There were some overpriced stores… so what? Maybe us folks who’ve seen what happens with these mega box store land deals have some insight to share with y’all.
Speaking of large companies, what do you think of the raking-over-the-coals Toyota has gotten over their recalls? Is their treatment worse than American auto maker recalls? Are the American auto makers behind this raking to get rid of their stiffest competition?
Wait! Daly’s, Bistrin’s, McGaraghan’s, or more recently The Three of Us… compete with the low quality clothes made in the third world ???
Come again?
Poor quality products are not a good deal no matter how little money you have. If you can buy an item once a year that costs 25% more than a product you have to buy twice a year because it is of poor quality, which is the better deal for people with little money? Clothing that doesn’t survive laundering isn’t a good deal even if it costs half the price. With loss of manufacturing we also lose reasonably priced repairmen. Remember all the fix-it shops for appliances and TV’s we used to have? And AGAIN, all this junk is using resources, energy (more the further away it is made) and overflowing our landfills.
Couldn’t compete…lower prices and mall atmosphere preferred over quality, higher prices, traditional atmosphere.
You have to be more specific than that, Rose.
I think it is more than their recall, Miss. Weren’t there some e-mails that raised questions about their ethics? I recall a lot of outrage over Pintos, Corvairs, and Chevy pickups having life threatening issues in years past.
No, seriously, Jane, where are you coming up with that?
Sounds like she means the mall clothes come from sweatshops overseas and the old downtown businesses carried clothing from American manufacturers.
Do you think they closed because they were able to compete with sweatshop clothes, Rose?
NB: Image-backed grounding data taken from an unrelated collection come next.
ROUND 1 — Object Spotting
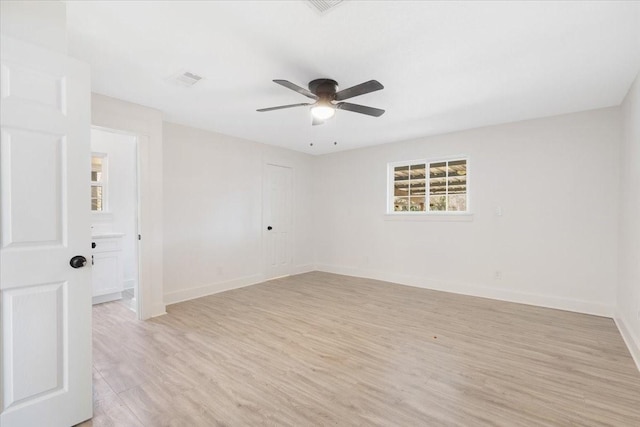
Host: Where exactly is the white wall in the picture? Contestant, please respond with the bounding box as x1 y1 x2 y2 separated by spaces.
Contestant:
314 108 621 316
91 129 138 289
162 122 315 304
616 72 640 368
91 93 165 318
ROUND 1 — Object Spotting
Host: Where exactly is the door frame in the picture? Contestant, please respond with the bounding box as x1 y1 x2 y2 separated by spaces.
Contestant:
91 121 156 319
90 125 143 319
91 93 165 319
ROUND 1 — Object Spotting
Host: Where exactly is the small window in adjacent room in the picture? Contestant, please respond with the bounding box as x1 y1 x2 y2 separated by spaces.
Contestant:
91 153 107 212
390 157 468 213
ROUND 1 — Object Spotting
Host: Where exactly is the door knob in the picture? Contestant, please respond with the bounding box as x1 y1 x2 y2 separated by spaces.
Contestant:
69 255 87 269
267 226 273 231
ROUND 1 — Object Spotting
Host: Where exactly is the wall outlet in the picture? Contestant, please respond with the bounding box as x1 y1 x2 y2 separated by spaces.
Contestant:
494 270 502 279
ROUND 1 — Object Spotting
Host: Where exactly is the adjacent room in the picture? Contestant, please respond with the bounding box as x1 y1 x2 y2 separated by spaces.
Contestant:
1 1 639 426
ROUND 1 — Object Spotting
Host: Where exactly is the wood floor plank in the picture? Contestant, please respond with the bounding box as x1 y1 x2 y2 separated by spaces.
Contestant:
83 272 640 426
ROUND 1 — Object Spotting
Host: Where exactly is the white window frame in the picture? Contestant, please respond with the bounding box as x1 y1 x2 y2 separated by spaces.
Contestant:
386 155 471 216
91 152 108 213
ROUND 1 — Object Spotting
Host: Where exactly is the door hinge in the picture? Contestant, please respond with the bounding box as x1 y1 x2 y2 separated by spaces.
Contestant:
138 234 142 240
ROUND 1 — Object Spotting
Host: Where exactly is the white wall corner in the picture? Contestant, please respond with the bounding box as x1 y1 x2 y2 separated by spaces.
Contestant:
614 314 640 373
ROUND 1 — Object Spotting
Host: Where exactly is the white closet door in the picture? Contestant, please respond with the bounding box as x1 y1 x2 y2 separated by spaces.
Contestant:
263 164 293 280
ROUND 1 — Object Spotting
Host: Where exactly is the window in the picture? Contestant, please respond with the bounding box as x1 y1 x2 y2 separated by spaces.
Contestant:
390 157 468 213
91 153 107 211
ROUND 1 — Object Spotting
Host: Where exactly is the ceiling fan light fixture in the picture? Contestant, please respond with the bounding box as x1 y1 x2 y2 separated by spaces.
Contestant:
311 103 335 120
258 78 385 124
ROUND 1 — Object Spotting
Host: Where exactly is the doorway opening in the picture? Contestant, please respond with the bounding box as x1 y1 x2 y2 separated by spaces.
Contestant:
90 126 141 316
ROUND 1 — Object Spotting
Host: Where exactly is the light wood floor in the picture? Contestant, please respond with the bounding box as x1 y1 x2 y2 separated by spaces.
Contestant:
79 272 640 426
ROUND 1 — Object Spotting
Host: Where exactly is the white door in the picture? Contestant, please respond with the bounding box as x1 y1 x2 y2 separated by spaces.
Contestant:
0 37 92 426
263 164 293 280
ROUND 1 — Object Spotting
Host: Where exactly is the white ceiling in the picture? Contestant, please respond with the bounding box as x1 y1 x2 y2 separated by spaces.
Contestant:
66 1 640 155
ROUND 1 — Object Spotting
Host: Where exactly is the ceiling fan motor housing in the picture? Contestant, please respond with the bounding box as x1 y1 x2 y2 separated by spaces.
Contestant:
308 79 339 99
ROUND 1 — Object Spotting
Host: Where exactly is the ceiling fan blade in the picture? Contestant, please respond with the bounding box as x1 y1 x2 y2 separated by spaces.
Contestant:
312 116 325 126
257 103 312 112
336 102 385 117
334 80 384 101
273 80 319 100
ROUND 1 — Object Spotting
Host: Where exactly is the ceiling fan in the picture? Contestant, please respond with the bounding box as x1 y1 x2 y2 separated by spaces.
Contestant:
257 78 385 125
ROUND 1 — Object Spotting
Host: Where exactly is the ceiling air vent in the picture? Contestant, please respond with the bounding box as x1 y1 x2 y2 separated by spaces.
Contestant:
305 0 344 14
168 71 203 88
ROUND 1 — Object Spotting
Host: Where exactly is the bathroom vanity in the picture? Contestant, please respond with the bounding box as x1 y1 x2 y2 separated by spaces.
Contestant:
91 232 125 304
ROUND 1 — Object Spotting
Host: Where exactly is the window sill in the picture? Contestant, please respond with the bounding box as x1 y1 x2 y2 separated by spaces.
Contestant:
383 213 474 222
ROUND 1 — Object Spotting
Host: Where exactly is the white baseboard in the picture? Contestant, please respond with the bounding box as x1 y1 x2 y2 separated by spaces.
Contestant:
164 264 316 306
164 273 263 306
614 314 640 372
149 302 167 318
123 279 137 290
290 263 316 275
315 264 614 318
92 292 122 305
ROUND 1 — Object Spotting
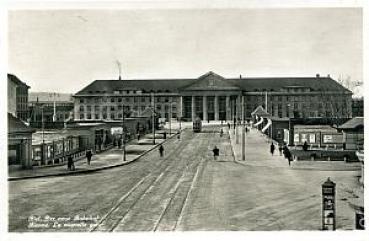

The local clothing stores had to compete with Penney’s, Sears and Montgomery Wards as well as smaller chains like Lerner’s, Arden’s, ModeODay, and more I can’t remember right now on quality and prices and they did quite well.
Seriously, if you can’t articulate a question any better than that, why bother?
The downtown did well for many years (Anita’s was there too) until the trend toward phone/catalog shopping hit, out-of-town shopping became more popular, and then the mall came, and later of course came internet shopping.
I was told Daly’s closed because when the mall opened they did not want to go there. They were offered an anchor position and had hired a semi-retired executive from Macy’s. He told them to get in the mall or they wouldn’t survive. They said, “we own our building, why would we pay rent?”
Dale’s had other stores in a few other towns and they had to close all of them. Downtown stores that tried to make it at the mall suffered from very high rents and went under eventually.
If Daly’s had moved to the mall with high rent, they would have gone under even faster. It’s sad. They were a like local version of Macy’s, full service, great quality. Even Gottschalk’s couldn’t make it at the mall.
Fuck the Mall! Dioxin polluted, falling apart, and practically abandoned, a look into the future of the Balloon Tract!
Now let’s hear what Arkley, oops, I mean “High Finance” has to say about that.